Romance has been understandably reluctant to put the pandemic on the page. A handful of authors have tried, but audience reaction has been decidedly negative. It seems that acknowledging Covid torpedoes the sense of escapism people are hungry for.
But Mia Hopkins’s Eastside Brewery series, begun in 2018, has never shied from difficult realities. Two of the three Rosas brothers are ex-felons, with all the social and emotional baggage that entails. In this latest installment, TANKED (Little Stone, ebook, $4.99), Angel, the youngest, has become involved in the world of illegal underground fights. He battles out of trauma — a lonely childhood spent, in large part, with an abusive uncle — and to ensure he’s never left defenseless again. Our heroine, Deanna, is a social worker whose last relationship ended when her ex turned violent, so she has more than enough reason to distrust a man who fights for a living. Life was hard for both of them long before the pandemic made everything worse.
In “Tanked,” we’re galaxies away from the glamour of ballrooms and boardrooms: Hopkins’s characters live in a Los Angeles that Angel describes bluntly as a “cold gray world.” Angel fears for the future of his brothers’ brewery business, and Deanna starts the book being laid off from her job. Meanwhile, the pandemic has infiltrated daily life: Rapid tests are taken, masks are worn, loved ones who test positive have to isolate in a cloud of dread and fear. It is a very real narrative grind that echoes what life demands of people right now, in this country, in this moment.
And it turned out to be exactly what I needed.
Escapism is marvelous, but it is also an immense relief to see a fearful reality acknowledged and taken seriously. Against all that dread and uncertainty, the sun breaks of everyday joy shine all the brighter. Hopkins gives us family feasts and new babies, good marriages and shared triumphs — and sex scenes of such poetic, luxurious filth that you wish there were something like a Pulitzer for orgasms.
This is not a romance that whisks you away. This is a romance that welcomes you home.
Hopkins’s hero may be named Angel, but the leads in two other recent romances are quite literally angelic.
Olivia Atwater’s Regencies have always reminded me of Diana Wynne Jones — but her charming new contemporary, SMALL MIRACLES (Starwatch, ebook, $5.99), with its amusing footnotes and divine beings questioning the status quo, brings to mind the work of Terry Pratchett.
Gadriel was the Angel of Small Miracles until a disagreement about whether chocolate is a sin transformed them into the Fallen Angel of Petty Temptations. Now, to pay off a debt to the Angel of Good Fortune, they’re meant to be tempting a human named Holly Harker into some minor sins.

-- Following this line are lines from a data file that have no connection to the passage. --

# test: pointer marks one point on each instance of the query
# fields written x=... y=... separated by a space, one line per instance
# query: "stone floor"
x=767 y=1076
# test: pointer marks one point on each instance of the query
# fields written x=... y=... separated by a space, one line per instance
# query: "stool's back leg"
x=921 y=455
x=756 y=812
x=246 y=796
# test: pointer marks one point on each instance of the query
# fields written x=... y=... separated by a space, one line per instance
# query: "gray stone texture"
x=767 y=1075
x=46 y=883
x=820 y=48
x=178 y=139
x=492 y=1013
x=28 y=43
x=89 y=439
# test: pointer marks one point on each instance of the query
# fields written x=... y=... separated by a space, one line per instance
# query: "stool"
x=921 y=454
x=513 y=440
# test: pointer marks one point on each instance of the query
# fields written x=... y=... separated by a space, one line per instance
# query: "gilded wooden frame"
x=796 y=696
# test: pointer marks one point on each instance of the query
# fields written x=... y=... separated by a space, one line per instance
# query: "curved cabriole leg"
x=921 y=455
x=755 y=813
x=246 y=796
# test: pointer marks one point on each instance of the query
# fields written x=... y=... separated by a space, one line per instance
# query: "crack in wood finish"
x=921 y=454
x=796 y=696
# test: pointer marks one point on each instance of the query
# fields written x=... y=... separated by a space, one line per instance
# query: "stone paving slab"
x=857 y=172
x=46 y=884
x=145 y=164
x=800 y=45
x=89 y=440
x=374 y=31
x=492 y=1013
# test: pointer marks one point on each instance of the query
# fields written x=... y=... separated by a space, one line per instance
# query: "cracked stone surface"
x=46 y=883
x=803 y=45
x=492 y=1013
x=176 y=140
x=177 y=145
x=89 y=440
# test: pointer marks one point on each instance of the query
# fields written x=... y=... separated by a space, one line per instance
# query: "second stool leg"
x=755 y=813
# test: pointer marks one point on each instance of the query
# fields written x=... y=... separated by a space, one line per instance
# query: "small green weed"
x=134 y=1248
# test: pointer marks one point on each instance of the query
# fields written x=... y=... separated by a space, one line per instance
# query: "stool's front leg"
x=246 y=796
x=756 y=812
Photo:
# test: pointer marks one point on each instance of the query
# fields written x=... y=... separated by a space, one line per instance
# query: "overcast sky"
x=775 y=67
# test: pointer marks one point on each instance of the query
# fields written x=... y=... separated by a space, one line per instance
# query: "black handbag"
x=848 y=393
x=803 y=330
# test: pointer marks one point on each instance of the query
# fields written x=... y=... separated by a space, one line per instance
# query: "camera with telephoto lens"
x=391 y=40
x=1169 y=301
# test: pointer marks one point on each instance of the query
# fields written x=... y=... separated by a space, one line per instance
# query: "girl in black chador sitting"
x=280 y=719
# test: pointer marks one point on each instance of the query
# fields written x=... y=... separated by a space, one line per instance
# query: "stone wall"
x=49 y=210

The only problem: Holly is untemptable. Not by Gadriel as a man, a woman or an adorable fluffy cat. And the harder Gadriel works to solve the problem, the more they become enmeshed in Holly’s life. Next thing you know they’ve got a human identity (gender variable) and a job (school counselor).
If I tried listing everything I love about this book, we’d never leave. The humans are engaging, the angels are just alien enough to be people without necessarily being human, the villain is legitimately terrifying, the celestial bureaucracy is fleshed out in especially thoughtful ways. It’s everything I’ve come to expect from this author, and ensures I’ll follow her in any genre she writes.
Atwater’s books are kissing-only — so if it’s on-page angel sex you’re after, you’ll want to look at the next book.
Freydís Moon’s EXODUS 20:3 (independently published, paper, $7.99) may have a biblical title, but this queer, sex-positive spin on religious romance would scandalize most readers of inspirationals, which are usually set in American evangelical Christianity and focus on the redemption arc (even when the sin being atoned for is something as appalling as genocide). Moon’s work is a thoughtful, fresh take that will go on my recommendation list alongside Tamsen Parker’s “Craving Flight,” set in an Orthodox Jewish community, and Uzma Jalaludin’s “Ayesha at Last,” a modern-day Muslim retelling of “Pride and Prejudice.”
In this vein, Moon’s nimble, surreal novella features a trans handyman repairing a ruined desert church who finds unexpected redemption in the love of a Brazilian angel with the full staggering biblical complement of extra hands and wings and eyes and, um, other parts. The writing is gorgeous, provocative both in the sense of erotic and for being doctrinally quite bold (the discussion of idolatry is particularly fascinating, and made me wish I had a theologian on speed-dial).
It’s the kind of sensual, punk, queer-celebrating, poverty-alleviating, social-justice Catholicism I feel blessed to catch glimpses of now and again. And as with the other two books in this column, it challenges us to look with clear eyes at the world and love it anyway, even as we try to fix what’s broken.